Here is a sampling of quotations from Cornell University faculty, students and staff that have appeared recently in the national and international news media:
"Clearly, many employers don't know how to level the playing field and engage people with disabilities in jobs. We need to infuse all participants -- from upper management to supervisors to workers -- with new attitudes toward the one in six Americans with disabilities."
--Susanne Bruyère, director of the Program on Employment and Disability in the School of Industrial and Labor Relations, in a July 26 New York Times article which reported that the Americans with Disabilities Act has not helped to increase employment prospects for the disabled because the attitudes of employers and managers have not changed.
"There is a general breakdown of social conventions, of manners, of social controls.

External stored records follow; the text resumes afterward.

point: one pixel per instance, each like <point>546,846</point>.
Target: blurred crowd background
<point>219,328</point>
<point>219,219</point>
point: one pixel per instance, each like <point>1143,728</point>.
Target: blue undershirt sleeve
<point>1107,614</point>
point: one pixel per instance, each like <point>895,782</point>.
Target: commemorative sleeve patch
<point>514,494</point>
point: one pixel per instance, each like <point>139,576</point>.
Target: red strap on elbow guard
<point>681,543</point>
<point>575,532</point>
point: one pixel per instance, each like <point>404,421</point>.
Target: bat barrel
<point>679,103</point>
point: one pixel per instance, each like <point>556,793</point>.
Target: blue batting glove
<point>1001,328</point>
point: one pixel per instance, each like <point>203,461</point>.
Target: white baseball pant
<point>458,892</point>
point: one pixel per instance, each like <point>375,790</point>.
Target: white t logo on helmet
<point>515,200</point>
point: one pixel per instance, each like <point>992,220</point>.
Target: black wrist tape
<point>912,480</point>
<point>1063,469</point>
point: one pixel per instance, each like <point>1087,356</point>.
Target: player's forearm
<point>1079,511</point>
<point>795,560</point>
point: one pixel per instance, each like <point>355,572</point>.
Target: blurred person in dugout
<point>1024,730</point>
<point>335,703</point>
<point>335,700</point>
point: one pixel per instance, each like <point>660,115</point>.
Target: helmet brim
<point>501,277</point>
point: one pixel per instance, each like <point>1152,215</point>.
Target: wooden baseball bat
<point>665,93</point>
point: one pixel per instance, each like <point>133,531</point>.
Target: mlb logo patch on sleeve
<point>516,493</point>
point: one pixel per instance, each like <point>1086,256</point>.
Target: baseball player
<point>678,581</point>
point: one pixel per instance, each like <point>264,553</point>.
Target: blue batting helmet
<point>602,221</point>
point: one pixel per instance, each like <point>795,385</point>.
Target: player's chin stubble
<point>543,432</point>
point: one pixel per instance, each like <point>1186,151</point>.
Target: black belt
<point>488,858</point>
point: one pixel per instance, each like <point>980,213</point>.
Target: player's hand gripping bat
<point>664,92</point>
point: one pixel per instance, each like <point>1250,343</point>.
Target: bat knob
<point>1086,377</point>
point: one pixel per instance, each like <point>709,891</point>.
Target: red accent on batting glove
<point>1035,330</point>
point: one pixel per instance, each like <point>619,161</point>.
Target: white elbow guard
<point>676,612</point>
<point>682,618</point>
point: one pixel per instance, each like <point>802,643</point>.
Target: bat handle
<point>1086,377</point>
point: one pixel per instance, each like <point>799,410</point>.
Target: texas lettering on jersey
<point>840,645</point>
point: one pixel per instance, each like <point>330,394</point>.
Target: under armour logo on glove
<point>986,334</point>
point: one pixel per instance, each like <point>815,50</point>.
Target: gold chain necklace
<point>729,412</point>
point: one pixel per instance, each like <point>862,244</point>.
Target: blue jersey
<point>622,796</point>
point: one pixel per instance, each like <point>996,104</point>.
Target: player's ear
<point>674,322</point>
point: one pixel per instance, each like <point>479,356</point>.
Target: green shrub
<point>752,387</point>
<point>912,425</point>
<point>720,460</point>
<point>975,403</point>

This gives a validation, a permission, to be aggressive. [Kids used to be] guided by a social convention that said 'keep the lid on.' Today they are guided more in the direction of taking it off."
--James Garbarino, professor of human development, in a USA Today article about the current epidemic of "rage" in public places, July 21.
"Everyone seems to be doing well in the market, and everyone hears stock tips. In this atmosphere, why should any of the elected officials who are doing it really worry that their actions might affect them adversely on election day?"
--Joel Silbey, the President White Professor of History, discussing the issue of elected officials investing in the stock market, in The New York Times, July 16.
"Drug testing is not, in itself, the only answer in creating a safe construction work environment. It has to be part of an entire substance abuse prevention program that drug testing is only one part of."
--Jonathan Gerber, Industrial and Labor Relations Class of 2000, in an article on his study showing that drug testing in the construction industry reduced workplace injuries, on CBS Health Watch (Medscape), June 30.
"The problem is that fewer than half of these Earth-threatening asteroids have been discovered so far. Of those we have found, we can accurately predict whether they will strike the earth over the next hundred years or so, but we can't project out several thousands of years. So it's possible some of these asteroids eventually will move onto an Earth-collision trajectory. It's a dangerous place out there."
--William Bottke, research associate in radiophysics and space research and lead author of a research paper in Science in which it is estimated that some 900 asteroids are in orbits that bring them close to Earth's, quoted in MSNBC online, June 22.
"The trick is to find synergies that will make technology serve education goals without bankrupting us in the process."
--Glenn C. Altschuler, dean of the School of Continuing Education and Summer Sessions, and Ralph Janis, director of Cornell Adult University, in an opinion column on the "promise and pitfalls" in distance education for alumni, in The Chronicle of Higher Education, June 16.
"Bugs are not going to inherit the Earth; they own it now. So we might as well make peace with the landlord."
-- Thomas Eisner, Schurman Professor of Chemical Ecology, in the May 5 Toronto Globe and Mail.